O papa Leão XIV decidiu, nesta quinta-feira (18), substituir o cardeal conservador Timothy Dolan no comando da Arquidiocese de Nova York e nomeou para o cargo o bispo Ronald Hicks, clérigo de Illinois que já se manifestou de forma crítica à política migratória do presidente dos Estados Unidos, Donald Trump.
O anúncio marca uma das principais mudanças na liderança da Igreja Católica nos Estados Unidos desde o início do pontificado do primeiro papa americano.
A escolha de Hicks é vista como um sinal de reposicionamento da Igreja americana. “Hicks representa não apenas um novo capítulo para Nova York, mas para a Igreja americana como um todo”, afirma David Gibson, especialista na Igreja dos EUA.
Segundo Gibson, “[Leão XIV] está indicando à mais proeminente sede americana um natural de Illinois muito parecido com ele próprio”.
Hicks, de 58 anos, lidera a diocese de Joliet, em Illinois, desde 2020, e anteriormente atuou como bispo auxiliar do cardeal de Chicago, Blase Cupich. Assim como Leão XIV, ele é oriundo dos subúrbios do sul de Chicago e passou anos como missionário na América Latina — o papa no Peru e Hicks em El Salvador.
Críticas a Trump e perfil reformista
Em novembro, Hicks endossou uma condenação dos bispos católicos dos EUA à repressão do presidente Donald Trump à imigração, em uma declaração que pediu “compaixão e justiça” em relação aos imigrantes.
Para Gibson, o novo arcebispo é “um homem do Meio-Oeste, de fala mansa, que abraça a linha reformista do papa Francisco e é respeitado por muitos dos dois lados das divisões de uma Igreja polarizada”.
O papa Francisco, que morreu em abril deste ano, defendeu uma agenda de reformas e maior inclusão na Igreja, o que frequentemente gerou resistência de setores conservadores do episcopado americano.
O cardeal substituído

Leão XIV retirou Dolan, arcebispo de Nova York desde 2009 e ex-presidente da Conferência dos Bispos Católicos dos EUA, e escolheu Hicks para chefiar a segunda maior diocese católica do país, com cerca de 2,8 milhões de fiéis, atrás apenas de Los Angeles.

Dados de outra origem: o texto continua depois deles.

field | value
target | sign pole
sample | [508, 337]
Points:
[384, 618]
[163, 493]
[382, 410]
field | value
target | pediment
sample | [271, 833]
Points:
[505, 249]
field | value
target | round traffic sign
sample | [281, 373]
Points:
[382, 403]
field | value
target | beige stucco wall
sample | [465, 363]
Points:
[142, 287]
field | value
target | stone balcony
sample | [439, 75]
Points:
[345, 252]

Dolan, considerado um dos principais nomes do conservadorismo católico nos Estados Unidos, havia se oferecido para renunciar em fevereiro, ao completar 75 anos, idade em que a aposentadoria é permitida pelo direito canônico.

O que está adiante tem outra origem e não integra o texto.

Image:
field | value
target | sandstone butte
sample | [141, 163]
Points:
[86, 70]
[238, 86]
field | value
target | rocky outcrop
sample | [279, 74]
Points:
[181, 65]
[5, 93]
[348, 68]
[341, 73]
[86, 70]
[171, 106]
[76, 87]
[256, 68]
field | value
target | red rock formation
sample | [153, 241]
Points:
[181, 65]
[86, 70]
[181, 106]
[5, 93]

Ele também participou da segunda posse de Trump e elogiou o ativista de extrema-direita Charlie Kirk como um “São Paulo dos tempos modernos”, declaração que provocou críticas entre fiéis e lideranças católicas.
Conhecido por sua personalidade expansiva, Dolan é presença frequente no programa conservador Fox & Friends e apresenta um programa semanal no canal The Catholic Channel, da SiriusXM.